Diecisiete años y embarazada. Su padre la mataría. Su madre, su madre se bebería un vaso de vodka y después se echaría a llorar.

Melanie la cuidaría. La envolvería en un enorme abrazo y después se ofrecería a llevarla a la misma clínica a la que Rachel la había acompañado en dos ocasiones.
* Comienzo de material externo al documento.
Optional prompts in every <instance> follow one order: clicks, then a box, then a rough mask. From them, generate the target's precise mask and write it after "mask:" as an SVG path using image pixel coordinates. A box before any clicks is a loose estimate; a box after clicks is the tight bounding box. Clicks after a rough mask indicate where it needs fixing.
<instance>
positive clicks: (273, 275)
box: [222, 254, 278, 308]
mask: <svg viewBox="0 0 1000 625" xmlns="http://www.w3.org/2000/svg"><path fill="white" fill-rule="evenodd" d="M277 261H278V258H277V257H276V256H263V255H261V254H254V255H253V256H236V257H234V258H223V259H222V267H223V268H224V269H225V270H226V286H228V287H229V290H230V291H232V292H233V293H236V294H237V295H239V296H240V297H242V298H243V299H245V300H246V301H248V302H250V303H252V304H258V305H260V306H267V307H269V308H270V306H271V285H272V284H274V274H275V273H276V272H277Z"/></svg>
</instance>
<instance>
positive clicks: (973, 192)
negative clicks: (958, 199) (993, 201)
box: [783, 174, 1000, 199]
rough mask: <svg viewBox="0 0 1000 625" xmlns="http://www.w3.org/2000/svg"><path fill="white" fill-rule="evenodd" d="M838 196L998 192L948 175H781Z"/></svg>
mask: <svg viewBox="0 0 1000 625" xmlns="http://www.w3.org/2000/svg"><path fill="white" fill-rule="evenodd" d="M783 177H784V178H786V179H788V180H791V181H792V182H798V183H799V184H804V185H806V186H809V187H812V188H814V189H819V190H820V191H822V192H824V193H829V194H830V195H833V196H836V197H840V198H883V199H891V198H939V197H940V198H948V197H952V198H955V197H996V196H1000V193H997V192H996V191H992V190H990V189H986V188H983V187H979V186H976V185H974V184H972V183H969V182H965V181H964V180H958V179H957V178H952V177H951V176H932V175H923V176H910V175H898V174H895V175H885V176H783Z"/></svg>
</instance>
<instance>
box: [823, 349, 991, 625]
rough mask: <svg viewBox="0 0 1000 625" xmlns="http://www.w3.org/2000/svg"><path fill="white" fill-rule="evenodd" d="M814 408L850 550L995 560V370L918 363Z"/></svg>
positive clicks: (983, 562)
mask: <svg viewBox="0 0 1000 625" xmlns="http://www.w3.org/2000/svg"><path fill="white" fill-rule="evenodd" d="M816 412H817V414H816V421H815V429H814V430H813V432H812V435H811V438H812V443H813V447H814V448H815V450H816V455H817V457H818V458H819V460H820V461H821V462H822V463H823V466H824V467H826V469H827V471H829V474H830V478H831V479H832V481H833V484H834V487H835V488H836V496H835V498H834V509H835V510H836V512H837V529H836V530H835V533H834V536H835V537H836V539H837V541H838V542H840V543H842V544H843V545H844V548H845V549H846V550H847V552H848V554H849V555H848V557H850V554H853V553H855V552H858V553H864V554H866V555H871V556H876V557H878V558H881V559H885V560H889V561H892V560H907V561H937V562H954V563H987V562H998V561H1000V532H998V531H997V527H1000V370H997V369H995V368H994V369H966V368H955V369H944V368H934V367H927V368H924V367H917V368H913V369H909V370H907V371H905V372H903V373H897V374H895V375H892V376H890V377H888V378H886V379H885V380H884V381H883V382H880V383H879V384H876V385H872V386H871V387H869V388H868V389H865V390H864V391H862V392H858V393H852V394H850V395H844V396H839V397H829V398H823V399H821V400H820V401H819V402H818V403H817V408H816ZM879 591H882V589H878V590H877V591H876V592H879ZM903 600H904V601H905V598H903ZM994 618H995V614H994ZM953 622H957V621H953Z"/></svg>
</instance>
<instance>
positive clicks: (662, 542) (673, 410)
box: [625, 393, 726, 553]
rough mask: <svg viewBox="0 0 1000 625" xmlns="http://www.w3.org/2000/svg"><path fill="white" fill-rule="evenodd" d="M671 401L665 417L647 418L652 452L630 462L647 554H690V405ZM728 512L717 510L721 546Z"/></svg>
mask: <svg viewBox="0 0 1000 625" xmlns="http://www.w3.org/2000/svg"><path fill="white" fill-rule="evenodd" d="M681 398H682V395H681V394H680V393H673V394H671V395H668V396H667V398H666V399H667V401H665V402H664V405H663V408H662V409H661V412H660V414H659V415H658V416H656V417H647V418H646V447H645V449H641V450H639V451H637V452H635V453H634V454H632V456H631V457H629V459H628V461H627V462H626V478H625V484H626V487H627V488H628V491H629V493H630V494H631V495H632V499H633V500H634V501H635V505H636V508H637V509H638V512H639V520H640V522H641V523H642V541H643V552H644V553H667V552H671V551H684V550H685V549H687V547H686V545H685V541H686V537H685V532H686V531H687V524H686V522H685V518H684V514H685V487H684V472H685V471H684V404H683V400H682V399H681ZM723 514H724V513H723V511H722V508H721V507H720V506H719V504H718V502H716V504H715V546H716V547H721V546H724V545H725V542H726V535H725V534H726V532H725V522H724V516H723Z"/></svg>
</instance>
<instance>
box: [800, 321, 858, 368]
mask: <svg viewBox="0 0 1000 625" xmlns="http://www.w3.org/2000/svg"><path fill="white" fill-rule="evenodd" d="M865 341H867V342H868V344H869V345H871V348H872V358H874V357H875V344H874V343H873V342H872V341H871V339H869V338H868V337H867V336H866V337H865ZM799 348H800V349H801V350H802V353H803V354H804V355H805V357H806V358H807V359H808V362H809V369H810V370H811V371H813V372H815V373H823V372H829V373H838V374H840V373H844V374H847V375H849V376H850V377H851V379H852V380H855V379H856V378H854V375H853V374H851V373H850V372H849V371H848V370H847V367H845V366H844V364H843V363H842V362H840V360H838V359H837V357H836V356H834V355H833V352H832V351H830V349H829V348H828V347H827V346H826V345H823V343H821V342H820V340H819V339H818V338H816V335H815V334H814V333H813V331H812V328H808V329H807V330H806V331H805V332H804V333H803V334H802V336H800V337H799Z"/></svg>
Pero Rachel no quería considerar siquiera aquella posibilidad. Aunque la alternativa, tener un hijo… ¿cómo iba a hacerlo? Todo lo que ella iba a ser, todo lo que esperaba de sí misma, dependía de lo que hiciera durante los próximos años. Ella quería tener una profesión, quería seguridad, estabilidad. Pero, sobre todo, quería tener un hogar, un hogar estable en South Village.

Y no quería volver a depender nunca de nadie.

Sin embargo, de pronto había aparecido alguien en su vida que dependía completamente de ella. Pero qué podía saber ella de bebés, se preguntó medio histérica. Los bebés necesitaban calor, cuidados y un cariño incondicional. Y ella ni siquiera estaba segura de saber lo que aquellas palabras significaban.

Ben le habría dado todas esas cosas. Pero también quería arrastrarla por todos los rincones del planeta, sin llegar a establecerse nunca.

Aquella noche, al mirarlo a los ojos, Rachel había visto el amor que sentía hacia ella y había estado a punto de ceder. Pero, por irónico que pareciera, había sido la enormidad de lo que Ben sentía por ella lo que la había hecho retroceder.

De modo que había cedido al miedo y le había pedido que se marchara.